Replacing my hand with my head, I lay there listening to his heart, letting the beat soothe me. “My friends pleaded with me to let them take me out. They would all show up at my house with stuff for sleepovers. Aunt Brenda would answer the door, but I never came out of my room. They just wanted to take my mind off what had happened. Once everyone realized it was no use, they just kind of gave up.”
“Everyone abandoned you,” he states.
My shoulders lift in a slight shrug. “I don’t blame them. I abandoned myself way before they left me.”
“I’m so sorry,” he whispers as he kisses my hair and hugs me to him.
“My poor Aunt Brenda was so worried about me. She was suffering, too.
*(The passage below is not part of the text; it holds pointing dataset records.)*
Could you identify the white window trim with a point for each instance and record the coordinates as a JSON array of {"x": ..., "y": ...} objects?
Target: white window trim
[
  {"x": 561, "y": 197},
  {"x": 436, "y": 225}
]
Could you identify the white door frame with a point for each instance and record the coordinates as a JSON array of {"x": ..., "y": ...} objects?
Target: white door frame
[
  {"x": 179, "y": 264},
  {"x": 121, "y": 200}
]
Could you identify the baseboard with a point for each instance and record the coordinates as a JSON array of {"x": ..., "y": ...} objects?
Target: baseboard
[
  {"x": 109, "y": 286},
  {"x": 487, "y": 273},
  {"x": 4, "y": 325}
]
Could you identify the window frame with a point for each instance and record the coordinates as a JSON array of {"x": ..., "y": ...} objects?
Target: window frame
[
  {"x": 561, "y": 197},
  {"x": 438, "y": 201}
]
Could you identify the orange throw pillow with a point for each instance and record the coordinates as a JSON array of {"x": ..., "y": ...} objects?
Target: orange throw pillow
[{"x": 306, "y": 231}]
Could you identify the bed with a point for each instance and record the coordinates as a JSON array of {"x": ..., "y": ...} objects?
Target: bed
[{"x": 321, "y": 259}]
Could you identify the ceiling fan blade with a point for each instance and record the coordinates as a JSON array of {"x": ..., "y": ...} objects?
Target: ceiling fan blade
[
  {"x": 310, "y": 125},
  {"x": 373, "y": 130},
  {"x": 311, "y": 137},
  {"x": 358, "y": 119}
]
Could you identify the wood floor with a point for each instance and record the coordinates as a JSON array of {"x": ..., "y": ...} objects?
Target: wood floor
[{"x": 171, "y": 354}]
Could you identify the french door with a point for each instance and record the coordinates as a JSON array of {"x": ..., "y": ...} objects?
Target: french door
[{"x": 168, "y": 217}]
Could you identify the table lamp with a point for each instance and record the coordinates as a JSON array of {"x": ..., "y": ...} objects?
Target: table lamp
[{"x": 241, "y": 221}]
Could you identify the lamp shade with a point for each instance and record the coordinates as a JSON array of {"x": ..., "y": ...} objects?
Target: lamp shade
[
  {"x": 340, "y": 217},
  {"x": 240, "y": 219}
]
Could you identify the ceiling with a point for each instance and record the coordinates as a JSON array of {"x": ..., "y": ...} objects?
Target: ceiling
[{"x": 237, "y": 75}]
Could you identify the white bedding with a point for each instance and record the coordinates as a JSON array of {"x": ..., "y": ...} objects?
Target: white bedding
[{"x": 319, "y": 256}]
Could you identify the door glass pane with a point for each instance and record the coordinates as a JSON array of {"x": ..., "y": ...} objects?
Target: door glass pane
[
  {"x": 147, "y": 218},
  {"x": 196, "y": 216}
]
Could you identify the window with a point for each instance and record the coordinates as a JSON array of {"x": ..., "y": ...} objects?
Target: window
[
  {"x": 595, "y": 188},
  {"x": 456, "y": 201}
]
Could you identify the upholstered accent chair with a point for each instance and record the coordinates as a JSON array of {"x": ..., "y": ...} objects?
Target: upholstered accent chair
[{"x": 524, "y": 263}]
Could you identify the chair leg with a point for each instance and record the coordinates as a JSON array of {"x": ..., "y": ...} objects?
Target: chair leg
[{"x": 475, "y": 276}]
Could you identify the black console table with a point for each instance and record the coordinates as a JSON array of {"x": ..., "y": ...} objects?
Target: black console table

My mom was her only sister, and they were as thick as thieves. She left her life behind to take care of this twelve year old, me. I don’t even want to think about how I would have reacted had I been in her situation,” I scoff. “But I think, watching me in so much pain hurt her even more. One day, I came home from school, and before I could set my things down, she was dragging me out of the house and shoving me in the car. She drove me out to this horse ranch on the outskirts of Conroe. When we pulled up, I asked her what we were doing, and she said that I needed to find myself again.”
“Is that why you have the connection with horses that you do?”
“Yeah. At the time, I hated her. I would throw things, break stuff, scream at the top of my lungs, but she didn’t care. Aunt Brenda would wait until I finished my temper tantrum, and then she’d drag my stubborn ass there anyway. I didn’t want to go to some ranch, but it turns out, it was the best thing that ever happened to me. It took a long time, but I eventually found myself again. Every day I was at that ranch, I could feel myself getting better—stronger.” A shuddering breath escapes me as I whisper, “I’ll never be able to thank her enough.”
“Can I tell you something?”
“Yeah.”
“You should know I think you are a very brave, courageous, determined woman, Kenleigh. I loved my cousin, but I couldn’t imagine losing my parents. I don’t know if that’s something that I could survive, especially at such a young age. And to know that you came back from something like that?” He shakes his head before adding, “There are no words for how proud of you I am.” Leaning toward me, he whispers against my lips, “Thank you for trusting me with that.”
I pull him to me, kissing him with everything I have in me. I let every emotion inside myself bleed into this one kiss.
Sunday passed with a blur. Mrs. Sandy kept me busy. Between cleaning the house, shopping for the next few days of camp, cooking for all the volunteers, and all my own mundane things I needed to get done, I was worn out by the end of the day. Needless to say, I didn’t really get to see Wes yesterday, and I couldn’t stop feeling the disappointment in that. I missed him.
I step out onto the walkway that leads off from the porch. I spot Bailey as she walks toward me with a smile on her face. Her mom had called Mrs. Sandy this morning to let her know that Bailey had a dentist appointment and wouldn’t be here until early this afternoon. “Did you have a good weekend?” I ask, meeting her halfway.